Auftauchen und verschwinden sind zwei Seiten derselben Medaille. Vieles einstmals Wichtige verlieren wir aus unterschiedlichen Gründen aus den Augen. An seine Stelle tritt oft etwas, von dessen Existenz wir bis dahin nichts ahnten. Vom Alten bleiben Abdrücke, die ich Lebensbeulen nenne - meistens jedenfalls - manchmal aber auch weniger - eine Erinnerung vielleicht nur. Um die Hinterlassenschaften herum taucht ab und an auf einen Schlag Neues auf, ist plötzlich da und füllt leer gewordene Räume.
Ich erinnere mich, als meiner Tochter einst ihr Nuckel abhandenkam.

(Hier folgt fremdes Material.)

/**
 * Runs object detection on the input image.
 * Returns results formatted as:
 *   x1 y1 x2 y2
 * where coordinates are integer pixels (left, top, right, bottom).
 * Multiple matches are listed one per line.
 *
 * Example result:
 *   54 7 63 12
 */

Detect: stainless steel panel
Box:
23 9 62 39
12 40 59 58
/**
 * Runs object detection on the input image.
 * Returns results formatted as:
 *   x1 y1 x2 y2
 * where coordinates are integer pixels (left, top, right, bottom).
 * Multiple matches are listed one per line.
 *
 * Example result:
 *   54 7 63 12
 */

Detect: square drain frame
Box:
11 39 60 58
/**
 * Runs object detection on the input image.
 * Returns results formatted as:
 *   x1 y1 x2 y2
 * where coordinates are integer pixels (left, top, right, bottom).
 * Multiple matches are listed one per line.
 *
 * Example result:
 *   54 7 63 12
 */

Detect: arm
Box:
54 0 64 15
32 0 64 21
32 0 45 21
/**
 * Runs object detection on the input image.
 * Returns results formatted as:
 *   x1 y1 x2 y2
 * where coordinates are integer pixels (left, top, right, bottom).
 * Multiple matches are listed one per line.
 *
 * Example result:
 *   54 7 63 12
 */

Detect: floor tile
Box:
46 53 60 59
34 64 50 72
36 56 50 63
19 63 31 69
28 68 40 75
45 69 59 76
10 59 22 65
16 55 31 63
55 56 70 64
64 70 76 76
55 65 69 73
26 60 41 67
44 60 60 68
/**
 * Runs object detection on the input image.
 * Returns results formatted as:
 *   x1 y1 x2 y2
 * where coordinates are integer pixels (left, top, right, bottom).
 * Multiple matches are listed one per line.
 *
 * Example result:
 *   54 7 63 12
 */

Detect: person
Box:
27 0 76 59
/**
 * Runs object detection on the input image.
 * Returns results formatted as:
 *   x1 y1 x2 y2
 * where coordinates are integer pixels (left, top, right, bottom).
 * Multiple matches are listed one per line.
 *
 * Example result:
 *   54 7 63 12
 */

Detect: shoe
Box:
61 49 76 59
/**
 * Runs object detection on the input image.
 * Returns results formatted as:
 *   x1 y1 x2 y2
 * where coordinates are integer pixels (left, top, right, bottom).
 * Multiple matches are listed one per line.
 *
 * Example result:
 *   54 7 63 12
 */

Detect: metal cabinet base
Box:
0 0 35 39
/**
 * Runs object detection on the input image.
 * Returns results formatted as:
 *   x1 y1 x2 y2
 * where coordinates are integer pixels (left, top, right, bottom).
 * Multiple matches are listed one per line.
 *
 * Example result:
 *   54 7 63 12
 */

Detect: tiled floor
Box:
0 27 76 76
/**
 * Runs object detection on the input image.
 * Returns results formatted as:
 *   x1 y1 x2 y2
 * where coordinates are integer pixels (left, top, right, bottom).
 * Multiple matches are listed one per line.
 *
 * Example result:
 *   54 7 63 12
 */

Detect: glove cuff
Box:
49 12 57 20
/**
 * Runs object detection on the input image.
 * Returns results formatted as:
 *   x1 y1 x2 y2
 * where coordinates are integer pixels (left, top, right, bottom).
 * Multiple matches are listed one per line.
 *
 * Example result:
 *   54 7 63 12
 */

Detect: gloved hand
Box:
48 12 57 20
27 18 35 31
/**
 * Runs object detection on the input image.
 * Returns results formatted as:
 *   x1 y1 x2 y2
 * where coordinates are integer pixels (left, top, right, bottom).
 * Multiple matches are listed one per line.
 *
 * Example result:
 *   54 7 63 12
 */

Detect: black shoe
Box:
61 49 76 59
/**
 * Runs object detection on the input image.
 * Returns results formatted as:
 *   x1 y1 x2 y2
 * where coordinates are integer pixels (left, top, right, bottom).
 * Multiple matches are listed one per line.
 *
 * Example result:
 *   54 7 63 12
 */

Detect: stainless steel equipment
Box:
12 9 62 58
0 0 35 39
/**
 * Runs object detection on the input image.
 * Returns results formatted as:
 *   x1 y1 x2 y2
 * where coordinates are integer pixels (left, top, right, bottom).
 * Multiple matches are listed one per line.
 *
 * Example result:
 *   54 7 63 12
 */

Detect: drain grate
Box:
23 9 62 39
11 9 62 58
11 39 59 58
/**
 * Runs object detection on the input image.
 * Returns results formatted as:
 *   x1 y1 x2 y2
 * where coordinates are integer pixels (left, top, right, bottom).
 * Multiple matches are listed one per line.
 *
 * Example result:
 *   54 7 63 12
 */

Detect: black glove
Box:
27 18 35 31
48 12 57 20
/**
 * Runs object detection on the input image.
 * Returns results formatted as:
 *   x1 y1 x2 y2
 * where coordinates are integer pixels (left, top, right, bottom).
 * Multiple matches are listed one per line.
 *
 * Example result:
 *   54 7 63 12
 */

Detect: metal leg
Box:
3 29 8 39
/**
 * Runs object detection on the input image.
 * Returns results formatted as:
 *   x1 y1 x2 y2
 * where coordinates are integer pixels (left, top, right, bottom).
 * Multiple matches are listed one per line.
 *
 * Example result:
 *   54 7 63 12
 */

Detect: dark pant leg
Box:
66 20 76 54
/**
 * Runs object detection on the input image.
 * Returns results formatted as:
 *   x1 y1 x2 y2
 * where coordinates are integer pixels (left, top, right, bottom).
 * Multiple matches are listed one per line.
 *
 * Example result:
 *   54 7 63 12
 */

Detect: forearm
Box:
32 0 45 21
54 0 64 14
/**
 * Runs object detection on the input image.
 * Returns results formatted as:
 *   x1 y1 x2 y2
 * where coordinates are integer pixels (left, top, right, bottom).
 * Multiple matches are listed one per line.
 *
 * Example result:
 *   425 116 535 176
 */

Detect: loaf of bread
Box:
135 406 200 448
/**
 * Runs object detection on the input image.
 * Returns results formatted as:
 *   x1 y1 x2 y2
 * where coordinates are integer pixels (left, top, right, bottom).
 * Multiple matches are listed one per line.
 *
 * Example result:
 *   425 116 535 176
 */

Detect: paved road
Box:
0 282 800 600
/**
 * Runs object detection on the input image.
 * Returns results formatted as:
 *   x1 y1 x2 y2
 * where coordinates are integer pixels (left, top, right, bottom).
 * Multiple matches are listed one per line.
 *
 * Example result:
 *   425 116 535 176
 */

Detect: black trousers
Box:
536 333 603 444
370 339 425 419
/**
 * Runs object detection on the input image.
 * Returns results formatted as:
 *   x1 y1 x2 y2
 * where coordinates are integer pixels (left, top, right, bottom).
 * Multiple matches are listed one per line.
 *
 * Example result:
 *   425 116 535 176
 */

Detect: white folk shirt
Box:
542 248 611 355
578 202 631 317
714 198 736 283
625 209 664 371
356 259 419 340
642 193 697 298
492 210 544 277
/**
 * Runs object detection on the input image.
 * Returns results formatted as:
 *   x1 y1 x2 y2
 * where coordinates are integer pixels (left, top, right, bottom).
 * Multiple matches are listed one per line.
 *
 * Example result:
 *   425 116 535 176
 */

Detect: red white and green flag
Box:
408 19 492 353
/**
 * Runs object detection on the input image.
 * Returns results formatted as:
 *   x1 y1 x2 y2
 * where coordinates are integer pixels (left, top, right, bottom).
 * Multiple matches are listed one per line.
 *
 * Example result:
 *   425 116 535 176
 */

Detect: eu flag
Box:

Sie liebte ihn, brauchte ihn, konnte ohne ihn nicht sein. Das kleine Teil verschwand auf einer langen Autofahrt. Ich suchte das gesamte Auto ab, jedoch er war nicht mehr da. Verschwunden. Obwohl wir noch nicht angehalten hatten. Keine Ahnung wie das ging. Das Ergebnis war anhaltendes Jammern gefolgt von herzzerreißendem Geschrei. Es war an einem Sonntag und so ließ sich nicht mal Ersatz beschaffen. Jule verdaute den Verlust trotz des übergroßen Schmerzes. Der am nächsten Tag gekaufte Nachfolger erfüllte denselben Zweck. Eine erinnerungswürdige Reise und bis heute ein Rätsel. Wie löste sich ein Schnuller in Luft auf?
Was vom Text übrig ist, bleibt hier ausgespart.